On 21 June 2026, an explosion occurred at the Ras Laffan Industrial City in Qatar, killing at least 13 people and injuring 66 others. The incident took place at the Barzan gas processing plant while operations were ongoing to restart production halted due to maintenance. The cause of the explosion was attributed to a technical accident, with energy minister Saad Sherida al-Kaabi ruling out sabotage. All of the dead were foreign nationals, 12 out of the 13 being Indian nationals.

==Background==
The Ras Laffan Industrial City is key to the economy of Qatar and its energy sector, serving as the world's largest liquefied natural gas (LNG) production and export center, being responsible for a fifth of the world's supply. Ras Laffan contains the Barzan facility, which does not produce LNG. The plant can produce 1.4 billion cubic feet of sales gas a day, and supplies gas for local industry and energy generation while being able to produce liquefied petroleum gas. During the 2026 Iran war, Iranian attacks hit Ras Laffan, halting 17% of Qatar's LNG exports and causing damage that would take years to fix. However, the facility's production was intentionally shut down as early as December 2025 due to maintenance and was restarted two days before the explosion.

==Explosion==
In the late evening, an explosion occurred at the Barzan gas plant and was felt throughout central Doha, rattling windows and causing panic 70 kilometers from Ras Laffan. A reporter for Agence France-Presse 20 km from the incident also reported fire and smoke rising from the area. QatarEnergy later confirmed that an operational accident caused an explosion while work was underway at the Barzan gas supply facility to restore the plant’s operations. The blast sparked a large fire that was later contained by emergency services. The extent of the damage was not revealed.

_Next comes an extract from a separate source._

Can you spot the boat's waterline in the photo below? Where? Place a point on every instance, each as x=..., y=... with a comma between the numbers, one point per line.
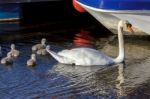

The Qatari Interior Ministry attributed the explosion to a "technical accident", adding that no hazardous leaks occurred. Energy minister Saad Sherida al-Kaabi later reiterated this conclusion, ruling out sabotage or hostile action. He added that an investigation was ongoing, and that the explosion would not impact the facility's export capabilities or the environment.

==Casualties==
Al Kaabi said that the explosion killed 13 workers and injured 66 others, adding that none of the injured were in life-threatening condition. Twelve of the dead were confirmed by the Indian embassy in Doha to have been Indian nationals, while one was Pakistani. Additionally, Qataris, Indians, Pakistanis, Tanzanians, Guineans, Nepalese, Bangladeshis, Kenyans, and Nigerians were injured. Earlier, the Qatari International Search and Rescue Group of the Lekhwiya and civil defense services were searching for 18 missing citizens.

On 25 June, the bodies of four Indians were being repatriated to India.